EUR K 30.12.2009 31.12.2008 Var. Sales 65,444 56,268 +16.3% Gross margin 33,522 27,428 +22.2% in % of Sales 51.2% 48.7% -- EBITDA 12,043 10,241 +17.6% in % of Sales 18.4% 18.2% -- Operating income for period 11,358 10,115 +12.3% in % of Sales 17.4% 18.0% -- Operating income 11,115 10,036 +10.8% Tax on earnings (3,639) (3,361) +8.3% Net income 7,452 6,670 +11.7% in % of Sales 11.4% 11.9% --
Strong growth that is entirely organic and highly profitable
Rentabiliweb Group's sales reached EUR 65,444, an increase of 16.3%. As anticipated, this performance, with entirely organic growth, results from the buoyant publishing (B-to-C) and monetization services (B-to-B) activities, which account for 61.8% and 38.2% of the consolidated sales for 2009 respectively.
The publishing business (B-to-C[1] - audience monetization on its own account) grew 24.5% over the year. It now accounts for 61.8% of sales, compared to 57.7% in 2008.
This dynamism results from continued advertising and promotional investment started at the beginning of the year, increased sharply in the second half of the year, and the launch of subscription offers and trial offers that are attractive to Internet users. In addition, in the second half of the year, efforts were concentrated on improving the offers for the Group's networks of affiliates, which led to more effective promotion of the dating and games services. As well, the building of a comprehensive package of services and a full range of entertainment sites backed by constant control of traffic sources and customer acquisition costs led to cross selling between the various themes in the portfolio and helped to increase revenue for each customer.
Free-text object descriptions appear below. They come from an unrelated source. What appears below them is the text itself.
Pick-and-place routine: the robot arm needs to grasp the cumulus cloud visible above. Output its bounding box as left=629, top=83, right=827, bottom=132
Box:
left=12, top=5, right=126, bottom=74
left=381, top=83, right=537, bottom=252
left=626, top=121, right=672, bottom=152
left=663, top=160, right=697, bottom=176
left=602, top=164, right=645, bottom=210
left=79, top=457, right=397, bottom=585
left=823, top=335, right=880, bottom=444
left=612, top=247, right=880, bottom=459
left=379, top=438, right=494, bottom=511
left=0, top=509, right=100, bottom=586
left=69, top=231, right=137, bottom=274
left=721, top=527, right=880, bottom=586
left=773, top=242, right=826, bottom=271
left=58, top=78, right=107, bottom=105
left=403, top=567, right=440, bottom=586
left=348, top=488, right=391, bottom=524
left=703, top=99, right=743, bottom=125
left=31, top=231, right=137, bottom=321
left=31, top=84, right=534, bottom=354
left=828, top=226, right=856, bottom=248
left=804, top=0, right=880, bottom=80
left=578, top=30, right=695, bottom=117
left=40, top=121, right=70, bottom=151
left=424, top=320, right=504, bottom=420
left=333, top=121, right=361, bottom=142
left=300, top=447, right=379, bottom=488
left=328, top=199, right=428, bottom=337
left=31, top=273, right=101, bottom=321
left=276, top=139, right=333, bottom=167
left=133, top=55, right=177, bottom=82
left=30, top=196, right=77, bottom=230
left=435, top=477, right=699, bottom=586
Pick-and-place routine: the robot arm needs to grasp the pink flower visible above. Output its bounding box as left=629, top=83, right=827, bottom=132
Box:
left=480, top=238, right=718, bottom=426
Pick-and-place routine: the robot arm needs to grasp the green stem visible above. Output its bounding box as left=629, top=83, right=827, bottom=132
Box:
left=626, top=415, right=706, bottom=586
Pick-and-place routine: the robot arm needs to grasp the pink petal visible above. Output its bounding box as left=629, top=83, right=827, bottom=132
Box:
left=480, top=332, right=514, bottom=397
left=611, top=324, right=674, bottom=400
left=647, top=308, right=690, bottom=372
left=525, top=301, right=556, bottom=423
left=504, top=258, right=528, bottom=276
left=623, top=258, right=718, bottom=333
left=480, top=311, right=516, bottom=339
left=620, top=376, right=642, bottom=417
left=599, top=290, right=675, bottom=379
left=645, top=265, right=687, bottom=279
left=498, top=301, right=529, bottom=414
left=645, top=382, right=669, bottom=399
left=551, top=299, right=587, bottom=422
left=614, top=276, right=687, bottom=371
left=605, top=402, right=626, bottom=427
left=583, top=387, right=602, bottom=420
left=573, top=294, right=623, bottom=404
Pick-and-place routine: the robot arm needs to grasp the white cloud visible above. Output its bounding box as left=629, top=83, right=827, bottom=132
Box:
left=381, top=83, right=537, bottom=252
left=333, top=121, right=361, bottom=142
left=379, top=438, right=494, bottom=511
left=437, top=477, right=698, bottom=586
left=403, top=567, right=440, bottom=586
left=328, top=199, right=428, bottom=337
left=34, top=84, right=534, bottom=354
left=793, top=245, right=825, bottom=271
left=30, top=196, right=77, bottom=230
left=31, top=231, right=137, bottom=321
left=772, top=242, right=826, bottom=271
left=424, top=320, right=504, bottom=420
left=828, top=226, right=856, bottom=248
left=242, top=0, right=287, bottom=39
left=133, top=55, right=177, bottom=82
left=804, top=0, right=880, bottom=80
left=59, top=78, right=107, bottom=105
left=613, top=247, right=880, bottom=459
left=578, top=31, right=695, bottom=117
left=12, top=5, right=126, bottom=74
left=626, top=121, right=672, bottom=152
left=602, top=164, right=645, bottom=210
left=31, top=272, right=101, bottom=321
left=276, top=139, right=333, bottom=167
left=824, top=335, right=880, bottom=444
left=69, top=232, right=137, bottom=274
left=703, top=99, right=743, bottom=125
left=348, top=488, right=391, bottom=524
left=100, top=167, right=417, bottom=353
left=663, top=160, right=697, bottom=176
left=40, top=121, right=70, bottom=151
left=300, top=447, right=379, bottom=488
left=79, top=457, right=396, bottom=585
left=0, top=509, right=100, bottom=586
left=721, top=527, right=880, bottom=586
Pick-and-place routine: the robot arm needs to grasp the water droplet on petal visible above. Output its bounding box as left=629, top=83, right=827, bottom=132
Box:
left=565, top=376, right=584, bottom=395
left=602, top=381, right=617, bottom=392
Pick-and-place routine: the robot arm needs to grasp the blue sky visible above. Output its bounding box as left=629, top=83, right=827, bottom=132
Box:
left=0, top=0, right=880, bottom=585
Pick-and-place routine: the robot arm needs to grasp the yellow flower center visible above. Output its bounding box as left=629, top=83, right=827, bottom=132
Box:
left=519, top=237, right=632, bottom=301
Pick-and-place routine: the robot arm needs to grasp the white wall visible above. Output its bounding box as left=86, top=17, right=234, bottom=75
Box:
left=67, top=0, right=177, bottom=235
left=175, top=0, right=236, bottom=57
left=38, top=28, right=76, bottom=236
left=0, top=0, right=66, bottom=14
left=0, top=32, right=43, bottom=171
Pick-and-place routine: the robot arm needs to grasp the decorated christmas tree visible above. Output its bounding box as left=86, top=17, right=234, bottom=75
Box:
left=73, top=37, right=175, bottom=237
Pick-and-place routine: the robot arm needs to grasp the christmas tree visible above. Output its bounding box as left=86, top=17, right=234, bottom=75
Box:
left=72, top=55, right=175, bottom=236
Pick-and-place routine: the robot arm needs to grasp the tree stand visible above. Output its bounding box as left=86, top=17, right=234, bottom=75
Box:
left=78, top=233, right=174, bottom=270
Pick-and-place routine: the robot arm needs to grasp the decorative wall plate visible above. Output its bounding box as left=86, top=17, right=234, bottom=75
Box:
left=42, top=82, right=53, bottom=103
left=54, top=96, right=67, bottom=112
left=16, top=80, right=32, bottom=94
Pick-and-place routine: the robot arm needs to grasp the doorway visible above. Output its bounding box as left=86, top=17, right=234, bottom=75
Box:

Cross selling between games sites, dating sites and adult sites was particularly effective and profitable.
The gross margin for the publishing business rose 20.3%, reaching EUR 25.5 million, and accounted for 76% of the consolidated gross margin for the year. The EBITDA reached EUR 11 million, up 36% for the year, with growth of 55.5% between the first and second halves of the year, thanks to stronger performance from the casual gaming and dating activities, which were particularly effective at generating margin.
The third-party monetization services business (B-to-B[2]) also contributed to the Group's growth, with a 5% increase in sales, thanks namely to a particularly dynamic second half of the year.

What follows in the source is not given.